Une molécule réduit spectaculairement les impacts de la sclérose en plaques. Mais ses effets secondaires tempèrent l’enthousiasme.
Le neurologue Alasdair Cole, de l’université de Cambridge, ne mâche pas ses mots lorsqu’il parle du traitement qu’il développe contre la sclérose en plaques : « S’il est administré suffisamment tôt, ce traitement pourrait stopper l’avancée de la maladie et rétablir des fonctions perdues. »
De fait, lors d’un essai clinique, l’alemtuzumab a réduit de 71 % le risque des malades de développer un handicap supplémentaire [1]. « C’est un produit remarquable en terme d’efficacité », appuie Christian Confavreux, neurologue au CHU de Lyon. Mais ses effets secondaires sont très importants. Dès lors, a-t-il un avenir ?
La sclérose en plaques (SEP) est une maladie inflammatoire du système nerveux central qui apparaît chez le jeune adulte. Elle évolue souvent par poussées au cours desquelles les symptômes (faiblesse musculaire, gêne oculaire, etc.) apparaissent puis disparaissent brusquement. Plusieurs médicaments permettent de les alléger. C’est le cas de l’interféron bêta.

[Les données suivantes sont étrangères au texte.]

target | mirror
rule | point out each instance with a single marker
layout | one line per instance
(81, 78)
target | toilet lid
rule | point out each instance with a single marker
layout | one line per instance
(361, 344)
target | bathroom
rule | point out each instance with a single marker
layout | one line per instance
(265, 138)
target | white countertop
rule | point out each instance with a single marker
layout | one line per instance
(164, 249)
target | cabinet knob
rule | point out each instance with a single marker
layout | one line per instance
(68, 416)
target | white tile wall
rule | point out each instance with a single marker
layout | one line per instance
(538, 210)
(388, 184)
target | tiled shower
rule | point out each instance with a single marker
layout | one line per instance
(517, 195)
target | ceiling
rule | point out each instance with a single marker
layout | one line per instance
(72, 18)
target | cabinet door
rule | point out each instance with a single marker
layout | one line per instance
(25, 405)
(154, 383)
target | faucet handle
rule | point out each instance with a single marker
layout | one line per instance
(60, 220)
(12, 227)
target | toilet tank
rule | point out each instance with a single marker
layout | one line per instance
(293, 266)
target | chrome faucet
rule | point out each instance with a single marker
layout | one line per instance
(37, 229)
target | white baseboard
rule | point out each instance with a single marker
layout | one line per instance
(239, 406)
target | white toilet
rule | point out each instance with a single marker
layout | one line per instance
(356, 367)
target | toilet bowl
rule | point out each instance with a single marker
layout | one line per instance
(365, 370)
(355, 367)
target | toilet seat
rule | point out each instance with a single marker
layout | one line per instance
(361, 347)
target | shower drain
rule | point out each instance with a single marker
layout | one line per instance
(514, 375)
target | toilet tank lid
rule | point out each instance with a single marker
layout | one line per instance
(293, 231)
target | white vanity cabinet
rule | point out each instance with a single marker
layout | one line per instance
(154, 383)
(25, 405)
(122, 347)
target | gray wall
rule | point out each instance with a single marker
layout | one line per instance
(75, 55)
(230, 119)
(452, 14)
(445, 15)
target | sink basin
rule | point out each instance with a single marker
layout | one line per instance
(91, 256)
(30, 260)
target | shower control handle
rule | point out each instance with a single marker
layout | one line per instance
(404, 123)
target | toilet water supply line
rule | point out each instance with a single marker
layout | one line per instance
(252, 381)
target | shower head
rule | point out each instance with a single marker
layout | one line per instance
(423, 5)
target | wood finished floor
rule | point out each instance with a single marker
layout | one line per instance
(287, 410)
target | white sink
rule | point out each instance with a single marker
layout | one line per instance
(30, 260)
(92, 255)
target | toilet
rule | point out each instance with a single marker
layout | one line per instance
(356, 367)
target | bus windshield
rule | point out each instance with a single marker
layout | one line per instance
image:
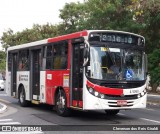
(116, 64)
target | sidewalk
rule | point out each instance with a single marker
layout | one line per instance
(3, 107)
(153, 99)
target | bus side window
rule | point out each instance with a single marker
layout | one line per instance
(49, 57)
(23, 64)
(60, 55)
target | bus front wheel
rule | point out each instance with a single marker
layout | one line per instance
(112, 112)
(61, 104)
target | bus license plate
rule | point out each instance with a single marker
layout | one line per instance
(121, 102)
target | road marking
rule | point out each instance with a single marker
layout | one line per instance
(10, 123)
(3, 95)
(5, 101)
(120, 114)
(150, 109)
(153, 95)
(5, 119)
(150, 120)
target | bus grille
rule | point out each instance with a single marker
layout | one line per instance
(122, 85)
(114, 104)
(118, 97)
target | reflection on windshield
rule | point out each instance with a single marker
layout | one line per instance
(115, 64)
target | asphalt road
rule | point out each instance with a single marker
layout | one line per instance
(93, 122)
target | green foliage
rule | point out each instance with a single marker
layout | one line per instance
(73, 17)
(37, 32)
(154, 67)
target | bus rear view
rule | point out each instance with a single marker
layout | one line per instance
(86, 70)
(115, 74)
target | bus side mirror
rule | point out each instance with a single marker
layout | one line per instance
(146, 63)
(86, 53)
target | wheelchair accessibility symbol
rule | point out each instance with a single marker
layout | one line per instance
(129, 74)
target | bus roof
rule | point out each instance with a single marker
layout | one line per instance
(64, 37)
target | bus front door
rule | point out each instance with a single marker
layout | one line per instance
(77, 75)
(35, 74)
(14, 74)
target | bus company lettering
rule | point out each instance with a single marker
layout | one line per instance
(23, 77)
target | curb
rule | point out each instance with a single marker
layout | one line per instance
(3, 109)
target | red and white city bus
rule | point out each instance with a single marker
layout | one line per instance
(87, 70)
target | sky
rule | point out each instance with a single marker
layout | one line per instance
(21, 14)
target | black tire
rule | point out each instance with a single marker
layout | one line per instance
(112, 112)
(61, 104)
(22, 97)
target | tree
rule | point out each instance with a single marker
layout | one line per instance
(37, 32)
(154, 67)
(74, 16)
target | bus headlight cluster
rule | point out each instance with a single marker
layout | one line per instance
(95, 93)
(142, 93)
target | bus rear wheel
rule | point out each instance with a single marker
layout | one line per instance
(112, 112)
(61, 104)
(22, 97)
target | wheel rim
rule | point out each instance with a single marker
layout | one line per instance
(21, 97)
(61, 102)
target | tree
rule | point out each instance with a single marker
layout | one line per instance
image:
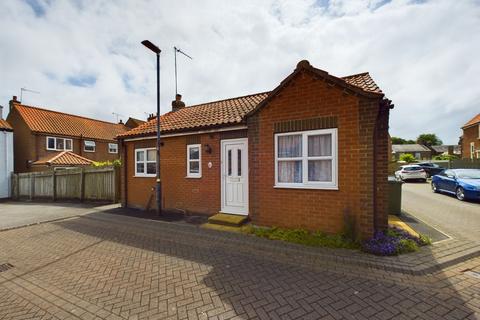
(407, 157)
(397, 140)
(429, 139)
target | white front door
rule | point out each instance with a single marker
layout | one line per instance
(235, 176)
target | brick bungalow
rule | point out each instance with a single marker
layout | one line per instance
(312, 153)
(471, 138)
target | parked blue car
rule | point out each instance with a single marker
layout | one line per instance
(463, 183)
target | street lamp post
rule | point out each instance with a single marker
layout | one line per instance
(158, 186)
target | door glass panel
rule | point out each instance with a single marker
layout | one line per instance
(229, 163)
(194, 166)
(239, 162)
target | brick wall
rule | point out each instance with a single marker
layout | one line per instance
(471, 134)
(306, 97)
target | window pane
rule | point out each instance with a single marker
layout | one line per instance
(289, 146)
(151, 168)
(239, 163)
(68, 144)
(320, 145)
(60, 144)
(195, 166)
(51, 143)
(290, 171)
(194, 153)
(320, 170)
(229, 163)
(151, 155)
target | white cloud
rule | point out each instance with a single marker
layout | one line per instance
(422, 53)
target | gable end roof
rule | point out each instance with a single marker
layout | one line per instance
(5, 126)
(472, 121)
(45, 121)
(235, 110)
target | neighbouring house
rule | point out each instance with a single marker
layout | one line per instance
(471, 139)
(41, 136)
(6, 156)
(419, 151)
(312, 153)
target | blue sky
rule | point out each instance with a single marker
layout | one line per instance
(85, 57)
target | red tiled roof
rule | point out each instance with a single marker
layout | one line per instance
(64, 158)
(217, 113)
(363, 81)
(473, 121)
(233, 111)
(59, 123)
(5, 126)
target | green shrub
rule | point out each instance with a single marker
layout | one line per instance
(407, 157)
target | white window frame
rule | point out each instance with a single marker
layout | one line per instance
(89, 143)
(145, 161)
(110, 147)
(195, 174)
(64, 144)
(321, 185)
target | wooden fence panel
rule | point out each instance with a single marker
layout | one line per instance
(68, 184)
(96, 184)
(43, 185)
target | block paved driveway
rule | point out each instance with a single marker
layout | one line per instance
(115, 267)
(460, 219)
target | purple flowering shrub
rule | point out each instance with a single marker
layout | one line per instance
(393, 241)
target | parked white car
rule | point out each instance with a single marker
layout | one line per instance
(411, 172)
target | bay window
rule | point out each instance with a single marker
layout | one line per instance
(145, 162)
(306, 159)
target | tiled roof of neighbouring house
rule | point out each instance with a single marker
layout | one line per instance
(5, 126)
(409, 148)
(473, 121)
(233, 111)
(64, 158)
(58, 123)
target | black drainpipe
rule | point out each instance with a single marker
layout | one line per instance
(385, 103)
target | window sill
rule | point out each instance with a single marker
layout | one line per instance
(307, 187)
(145, 176)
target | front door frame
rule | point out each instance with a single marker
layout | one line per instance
(224, 208)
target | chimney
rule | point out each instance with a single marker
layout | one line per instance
(13, 101)
(177, 104)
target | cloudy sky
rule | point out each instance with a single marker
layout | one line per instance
(85, 57)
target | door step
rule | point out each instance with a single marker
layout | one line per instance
(231, 220)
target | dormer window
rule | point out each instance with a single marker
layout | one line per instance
(59, 144)
(89, 146)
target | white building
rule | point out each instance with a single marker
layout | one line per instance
(6, 156)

D’une efficacité « modérée mais prouvée » – il réduit de 30 % la fréquence des poussées –, il est d’une grande sécurité d’emploi, même à long terme.

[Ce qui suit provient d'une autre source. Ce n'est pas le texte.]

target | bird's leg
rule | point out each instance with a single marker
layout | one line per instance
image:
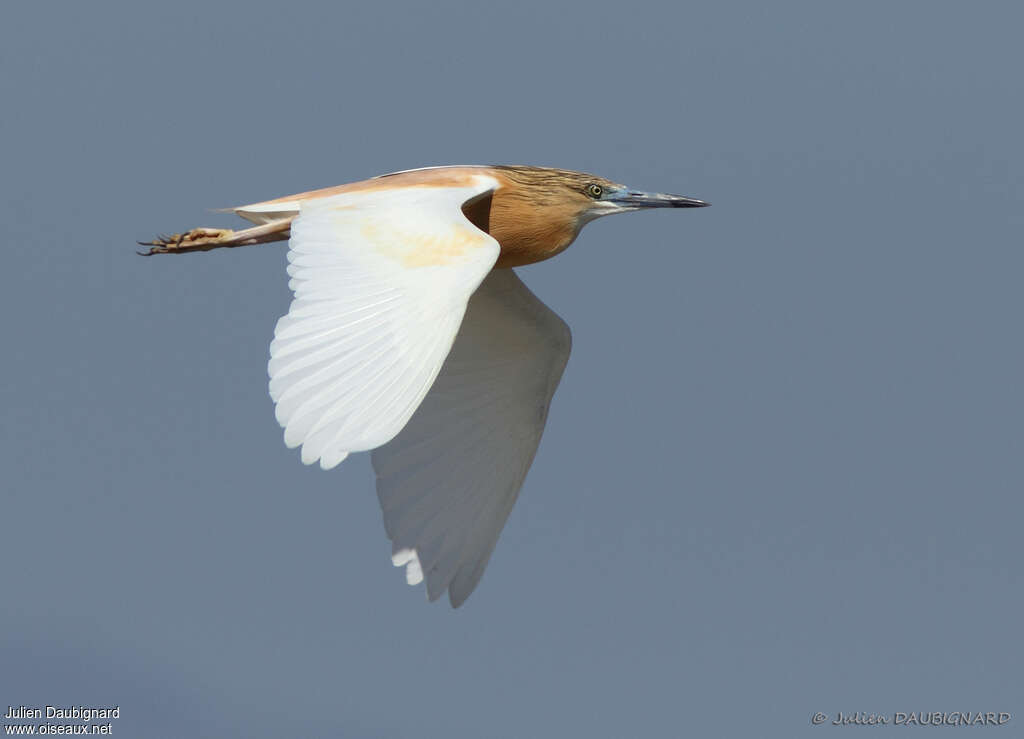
(203, 240)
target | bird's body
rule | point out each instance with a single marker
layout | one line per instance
(528, 213)
(382, 271)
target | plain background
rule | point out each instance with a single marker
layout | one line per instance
(782, 473)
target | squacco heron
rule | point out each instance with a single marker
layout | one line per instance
(382, 270)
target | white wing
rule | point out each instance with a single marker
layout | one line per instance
(381, 278)
(448, 482)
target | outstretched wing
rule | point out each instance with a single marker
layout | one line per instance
(448, 482)
(381, 279)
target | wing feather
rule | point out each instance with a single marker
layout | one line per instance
(381, 280)
(448, 482)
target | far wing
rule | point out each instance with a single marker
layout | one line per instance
(381, 279)
(448, 482)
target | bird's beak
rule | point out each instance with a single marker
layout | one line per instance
(655, 200)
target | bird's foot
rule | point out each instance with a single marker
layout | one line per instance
(198, 240)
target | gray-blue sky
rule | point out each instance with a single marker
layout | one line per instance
(782, 471)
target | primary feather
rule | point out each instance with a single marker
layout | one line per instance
(381, 279)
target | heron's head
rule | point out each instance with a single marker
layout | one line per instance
(587, 197)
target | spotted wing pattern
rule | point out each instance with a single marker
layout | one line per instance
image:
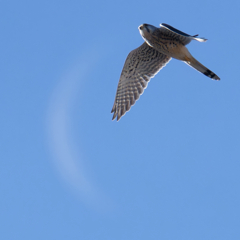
(178, 35)
(141, 65)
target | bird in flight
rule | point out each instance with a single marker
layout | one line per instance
(143, 63)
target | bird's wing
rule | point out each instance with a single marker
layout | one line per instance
(182, 37)
(141, 65)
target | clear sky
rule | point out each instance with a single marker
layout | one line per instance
(169, 169)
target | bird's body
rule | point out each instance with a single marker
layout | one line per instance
(161, 44)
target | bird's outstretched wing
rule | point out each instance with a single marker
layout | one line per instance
(182, 37)
(141, 65)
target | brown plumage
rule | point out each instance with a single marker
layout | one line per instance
(143, 63)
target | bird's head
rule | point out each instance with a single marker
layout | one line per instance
(146, 31)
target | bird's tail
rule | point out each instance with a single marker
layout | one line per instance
(192, 62)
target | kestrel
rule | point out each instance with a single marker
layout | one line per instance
(143, 63)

C’est à l’aune de ce traitement qu’a été mesurée l’efficacité de l’alemtuzumab. Cet anticorps est « l’immunosuppresseur le plus puissant qu’on connaisse », explique Thibault Moreau, vice-président de l’Association pour la recherche sur la sclérose en plaques, auteur du premier article sur cette molécule en 1994 [2].

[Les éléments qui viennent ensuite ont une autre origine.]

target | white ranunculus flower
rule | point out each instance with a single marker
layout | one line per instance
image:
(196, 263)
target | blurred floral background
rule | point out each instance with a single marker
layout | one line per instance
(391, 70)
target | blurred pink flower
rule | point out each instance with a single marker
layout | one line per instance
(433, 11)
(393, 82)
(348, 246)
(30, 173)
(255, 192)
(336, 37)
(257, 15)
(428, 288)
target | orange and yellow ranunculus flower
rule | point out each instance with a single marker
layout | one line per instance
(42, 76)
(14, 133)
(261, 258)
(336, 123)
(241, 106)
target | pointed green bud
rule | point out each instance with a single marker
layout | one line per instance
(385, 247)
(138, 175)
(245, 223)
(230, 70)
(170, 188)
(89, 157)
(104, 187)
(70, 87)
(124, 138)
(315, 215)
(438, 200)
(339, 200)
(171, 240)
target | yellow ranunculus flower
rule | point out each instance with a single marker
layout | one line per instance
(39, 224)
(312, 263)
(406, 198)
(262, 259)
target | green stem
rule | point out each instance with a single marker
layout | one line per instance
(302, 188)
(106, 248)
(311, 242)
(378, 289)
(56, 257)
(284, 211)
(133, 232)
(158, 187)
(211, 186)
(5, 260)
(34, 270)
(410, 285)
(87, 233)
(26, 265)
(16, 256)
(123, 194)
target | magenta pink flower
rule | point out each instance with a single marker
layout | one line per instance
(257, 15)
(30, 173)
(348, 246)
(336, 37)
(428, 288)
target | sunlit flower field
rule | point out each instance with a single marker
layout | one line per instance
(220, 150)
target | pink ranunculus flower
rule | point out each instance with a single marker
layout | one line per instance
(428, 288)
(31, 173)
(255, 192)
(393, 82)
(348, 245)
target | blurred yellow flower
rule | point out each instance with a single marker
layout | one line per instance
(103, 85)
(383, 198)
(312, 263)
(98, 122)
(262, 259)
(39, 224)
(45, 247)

Celle-ci se lie à un récepteur présent sur des globules blancs impliqués dans la maladie et conduit à leur destruction. Dans un essai de phase 2 (tolérance), mené sur 334 patients atteints d’une SEP débutante, cet anticorps a été injecté à une partie des volontaires, tandis que les autres prenaient de l’interféron bêta. L’anticorps a réduit de 74 % le nombre de poussées chez les malades, par rapport à l’interféron, du jamais-vu.
« Le gros problème, c’est sa dangerosité », note toutefois Christian Confavreux. L’essai a été arrêté deux fois, à la suite du décès d’un patient et en raison d’effets secondaires induits. « À court terme, il provoque des complications thyroïdiennes et rénales », ainsi que des hémorragies au niveau de la peau, du tube digestif, voire du cerveau. À long terme, un cas de cancer du système lymphatique a été rapporté.
Un tel contraste entre l’efficacité et les effets secondaires a déjà été noté pour un autre traitement de la SEP : la mitoxantrone. « On la réserve donc à des formes très actives de la maladie », précise Christian Confavreux, qui juge aussi à propos de l’alemtuzumab qu’« il est déraisonnable d’envisager de proposer ce traitement à tous les malades ». Deux essais de phase 3 sont en cours. Seuls ces derniers, menés sur un grand nombre de patients, permettront de s’assurer du réel bénéfice de ce traitement.